The Corner

Perception and Reality in Iran

It isn’t exactly news that Obama’s strategy of constructive engagement in Iran is failing because of the utter lack of good faith on the other side. The mullahs are happy to take advantage of Obama’s nice-guy approach, because it gives them the one thing they most desperately want: precious time to pursue their nuclear program and amplify their influence in the region, free from pesky American pressure.

This report, however, touches on a more specific failing of the administration:

Iranian leaders are turning inward and rejecting engagement with the West as they blame outsiders for street protests, even as President Barack Obama’s administration pushes for curbs on Iran’s nuclear program.

The leadership has denounced foreign governments as “enemies” for encouraging demonstrations over last month’s presidential election and plans to put a British Embassy employee on trial for inciting the protests, which were violently suppressed. A French student also has been detained on spy.

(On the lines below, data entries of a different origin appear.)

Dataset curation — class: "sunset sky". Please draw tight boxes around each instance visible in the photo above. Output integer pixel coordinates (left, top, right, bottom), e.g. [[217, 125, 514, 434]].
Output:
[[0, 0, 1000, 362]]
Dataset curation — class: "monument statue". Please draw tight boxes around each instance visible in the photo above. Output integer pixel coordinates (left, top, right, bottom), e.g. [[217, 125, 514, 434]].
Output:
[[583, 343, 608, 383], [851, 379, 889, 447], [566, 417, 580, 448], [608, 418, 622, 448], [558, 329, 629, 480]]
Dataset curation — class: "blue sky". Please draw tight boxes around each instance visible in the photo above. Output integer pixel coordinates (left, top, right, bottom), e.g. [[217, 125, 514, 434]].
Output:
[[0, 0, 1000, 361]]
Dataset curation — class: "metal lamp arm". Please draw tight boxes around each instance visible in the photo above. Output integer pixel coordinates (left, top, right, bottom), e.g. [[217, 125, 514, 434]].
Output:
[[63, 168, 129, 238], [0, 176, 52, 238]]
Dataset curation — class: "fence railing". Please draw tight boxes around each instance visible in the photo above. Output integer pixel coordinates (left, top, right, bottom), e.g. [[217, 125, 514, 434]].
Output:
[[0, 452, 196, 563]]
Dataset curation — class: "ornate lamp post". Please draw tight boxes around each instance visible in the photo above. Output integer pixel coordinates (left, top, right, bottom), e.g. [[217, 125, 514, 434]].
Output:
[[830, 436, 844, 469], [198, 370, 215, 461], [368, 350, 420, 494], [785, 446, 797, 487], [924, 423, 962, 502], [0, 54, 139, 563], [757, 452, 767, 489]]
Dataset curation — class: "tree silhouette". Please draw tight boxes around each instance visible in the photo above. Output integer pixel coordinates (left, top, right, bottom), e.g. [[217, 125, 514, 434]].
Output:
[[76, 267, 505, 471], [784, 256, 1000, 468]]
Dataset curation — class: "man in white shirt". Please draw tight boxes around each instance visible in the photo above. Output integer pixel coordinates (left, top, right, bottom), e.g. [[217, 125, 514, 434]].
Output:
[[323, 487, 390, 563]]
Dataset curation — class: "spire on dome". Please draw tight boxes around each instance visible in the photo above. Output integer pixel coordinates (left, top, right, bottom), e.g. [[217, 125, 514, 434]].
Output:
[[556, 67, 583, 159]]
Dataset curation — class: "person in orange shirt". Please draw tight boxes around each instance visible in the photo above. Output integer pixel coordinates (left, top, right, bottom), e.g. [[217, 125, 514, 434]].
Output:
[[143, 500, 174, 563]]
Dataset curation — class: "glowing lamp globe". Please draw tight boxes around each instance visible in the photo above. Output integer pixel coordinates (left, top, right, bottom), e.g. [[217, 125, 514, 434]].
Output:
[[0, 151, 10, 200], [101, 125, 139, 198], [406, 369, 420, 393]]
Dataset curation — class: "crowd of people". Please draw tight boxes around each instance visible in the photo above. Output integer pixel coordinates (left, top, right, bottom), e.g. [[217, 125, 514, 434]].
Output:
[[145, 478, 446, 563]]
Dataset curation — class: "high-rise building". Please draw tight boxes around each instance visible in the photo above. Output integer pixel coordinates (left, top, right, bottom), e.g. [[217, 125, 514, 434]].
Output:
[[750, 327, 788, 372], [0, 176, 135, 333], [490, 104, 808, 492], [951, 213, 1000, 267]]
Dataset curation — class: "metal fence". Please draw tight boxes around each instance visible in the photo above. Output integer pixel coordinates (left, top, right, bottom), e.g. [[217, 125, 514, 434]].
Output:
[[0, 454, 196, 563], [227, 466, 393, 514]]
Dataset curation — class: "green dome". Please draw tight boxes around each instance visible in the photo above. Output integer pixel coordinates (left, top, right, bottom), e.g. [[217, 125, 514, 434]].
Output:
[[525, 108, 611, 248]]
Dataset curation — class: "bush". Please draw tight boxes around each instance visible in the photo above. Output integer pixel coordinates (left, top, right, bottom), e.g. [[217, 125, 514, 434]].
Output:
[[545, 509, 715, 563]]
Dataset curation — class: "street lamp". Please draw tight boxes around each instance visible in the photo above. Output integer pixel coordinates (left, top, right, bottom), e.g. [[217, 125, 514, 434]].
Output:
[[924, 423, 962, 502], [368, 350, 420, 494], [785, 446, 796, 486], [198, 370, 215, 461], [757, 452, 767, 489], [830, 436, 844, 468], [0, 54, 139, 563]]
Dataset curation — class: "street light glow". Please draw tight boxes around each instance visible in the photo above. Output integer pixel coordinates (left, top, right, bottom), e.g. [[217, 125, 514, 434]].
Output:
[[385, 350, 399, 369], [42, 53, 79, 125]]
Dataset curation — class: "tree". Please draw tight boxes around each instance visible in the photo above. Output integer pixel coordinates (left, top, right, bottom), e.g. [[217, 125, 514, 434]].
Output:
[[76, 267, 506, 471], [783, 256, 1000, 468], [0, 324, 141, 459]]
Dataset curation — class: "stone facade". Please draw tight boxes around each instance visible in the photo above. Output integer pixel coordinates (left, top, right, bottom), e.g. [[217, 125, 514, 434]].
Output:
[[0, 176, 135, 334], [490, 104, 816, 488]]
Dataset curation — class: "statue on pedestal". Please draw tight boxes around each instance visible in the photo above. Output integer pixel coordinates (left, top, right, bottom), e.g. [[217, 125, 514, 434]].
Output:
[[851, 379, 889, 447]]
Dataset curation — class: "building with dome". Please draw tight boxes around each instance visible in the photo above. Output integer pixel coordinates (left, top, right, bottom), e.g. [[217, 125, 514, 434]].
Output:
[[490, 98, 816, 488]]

When Obama’s supporters urged him to show restraint and stay on the sidelines during the recent Iranian uprising, one of their main arguments was that any forceful statements or material support America gave in aid of the protests would help the regime tar the protestors as American dupes and foreign puppets. But of course, the mullahs were always going to make that argument anyway, with a significant amount of credibility. The question, then, is how much the regime’s propaganda efforts would have been helped if their charges of American meddling would have been true. And would this harm have been outweighed by the benefits if America came out in full-throated support of the dissidents? To me the answer seems far from clear, despite the legions of Obama apologists who are vehemently committed to the creed that the best way we can help democracy in Iran is to avoid standing up for it, whatever we do.

Absent any conclusive evidence that this passive approach is tactically sound, though, it seems quite indefensible. Shouldn’t we want the leader of the free world to err on the side of standing firmly and openly with the brave souls who fill the streets clamoring for liberty and democracy, and against the tyrants who send bullets and soldiers to crush any hope of reform?